My guess is that there are 2 reasons:

1) to keep the price cheap enough to entice shoppers.
2) the Red cassette is NOISY. So much so that I'm sure the phones would be busy at BD dealing with people whining about the noise.


----------



## SnowTown (Sep 10, 2007)

I guess what I'm really wondering is that if you figure in the price different between the SRAM PG1070 and the Red cassette, the price different between the SRAM Red equipped le champ ti and the dura ace one would be at around $100 or less, and the price difference between the red groupset and dura ace is certainly more. Was hoping the sram red le champ ti to be even more cheaper with the pg1070.


----------



## PlatyPius (Feb 1, 2009)

SnowTown said:


> I guess what I'm really wondering is that if you figure in the price different between the SRAM PG1070 and the Red cassette, the price different between the SRAM Red equipped le champ ti and the dura ace one would be at around $100 or less, and the price difference between the red groupset and dura ace is certainly more. Was hoping the sram red le champ ti to be even more cheaper with the pg1070.


Wholesale prices:

Red Group with 1070 cassette: $1230.59 (Note the bike comes with CERAMIC BB bearings, adding over $100 to the wholesale cost)
DuraAce Group: $1511.30

Price Difference: $280.71 The bike prices are within $200.

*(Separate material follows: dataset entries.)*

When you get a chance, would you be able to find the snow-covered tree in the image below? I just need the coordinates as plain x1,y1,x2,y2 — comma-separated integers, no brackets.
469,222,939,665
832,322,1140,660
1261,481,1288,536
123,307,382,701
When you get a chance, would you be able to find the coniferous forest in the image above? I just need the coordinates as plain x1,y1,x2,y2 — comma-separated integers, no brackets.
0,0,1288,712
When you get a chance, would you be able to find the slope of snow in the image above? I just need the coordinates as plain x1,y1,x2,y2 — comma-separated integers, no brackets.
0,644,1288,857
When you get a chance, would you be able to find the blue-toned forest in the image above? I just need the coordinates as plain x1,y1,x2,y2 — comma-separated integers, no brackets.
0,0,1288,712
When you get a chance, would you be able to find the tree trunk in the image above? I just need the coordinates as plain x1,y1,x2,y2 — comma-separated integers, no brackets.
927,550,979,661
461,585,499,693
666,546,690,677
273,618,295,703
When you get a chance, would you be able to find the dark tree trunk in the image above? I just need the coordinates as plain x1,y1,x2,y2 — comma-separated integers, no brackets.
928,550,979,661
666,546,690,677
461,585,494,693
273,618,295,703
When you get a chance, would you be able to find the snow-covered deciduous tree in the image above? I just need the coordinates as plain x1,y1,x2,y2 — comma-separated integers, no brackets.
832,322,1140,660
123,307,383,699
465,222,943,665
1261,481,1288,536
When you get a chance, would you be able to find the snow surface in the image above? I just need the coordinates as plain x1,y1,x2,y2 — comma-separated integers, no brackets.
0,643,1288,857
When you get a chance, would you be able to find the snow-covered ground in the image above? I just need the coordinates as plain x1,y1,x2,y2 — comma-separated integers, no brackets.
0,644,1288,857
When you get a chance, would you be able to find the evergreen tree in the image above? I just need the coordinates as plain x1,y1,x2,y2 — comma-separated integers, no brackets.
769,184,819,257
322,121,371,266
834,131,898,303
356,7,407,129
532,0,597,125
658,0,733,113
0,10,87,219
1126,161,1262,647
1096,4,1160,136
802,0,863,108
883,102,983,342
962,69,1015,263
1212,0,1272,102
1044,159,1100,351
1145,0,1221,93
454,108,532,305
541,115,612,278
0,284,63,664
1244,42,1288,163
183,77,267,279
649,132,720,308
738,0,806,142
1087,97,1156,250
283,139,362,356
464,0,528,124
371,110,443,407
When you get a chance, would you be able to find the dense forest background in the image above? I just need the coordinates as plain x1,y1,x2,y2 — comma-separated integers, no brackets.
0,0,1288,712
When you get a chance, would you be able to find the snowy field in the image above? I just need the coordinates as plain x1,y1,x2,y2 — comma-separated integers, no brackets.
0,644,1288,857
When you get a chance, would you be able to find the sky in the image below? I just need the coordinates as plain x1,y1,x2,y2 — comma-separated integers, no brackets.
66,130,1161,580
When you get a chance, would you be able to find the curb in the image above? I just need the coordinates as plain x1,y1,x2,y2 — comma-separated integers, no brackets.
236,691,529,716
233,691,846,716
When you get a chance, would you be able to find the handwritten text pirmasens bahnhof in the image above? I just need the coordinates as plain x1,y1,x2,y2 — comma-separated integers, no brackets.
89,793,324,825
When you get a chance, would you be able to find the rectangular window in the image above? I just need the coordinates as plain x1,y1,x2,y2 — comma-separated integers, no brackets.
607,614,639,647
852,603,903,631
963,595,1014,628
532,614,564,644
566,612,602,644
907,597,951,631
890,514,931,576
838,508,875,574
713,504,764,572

Note also that the RED bike is 1/2 pound lighter than the D/A bike.
Also to consider: Shimano gives better prices to brands than SRAM does. There's only $80 difference left between the two, after factoring in normal group costs. That could easily be explained with Shimano's monopoly discounts.

The wholesale price on a full RED group is $1333.80 with Ceramic bearings.


----------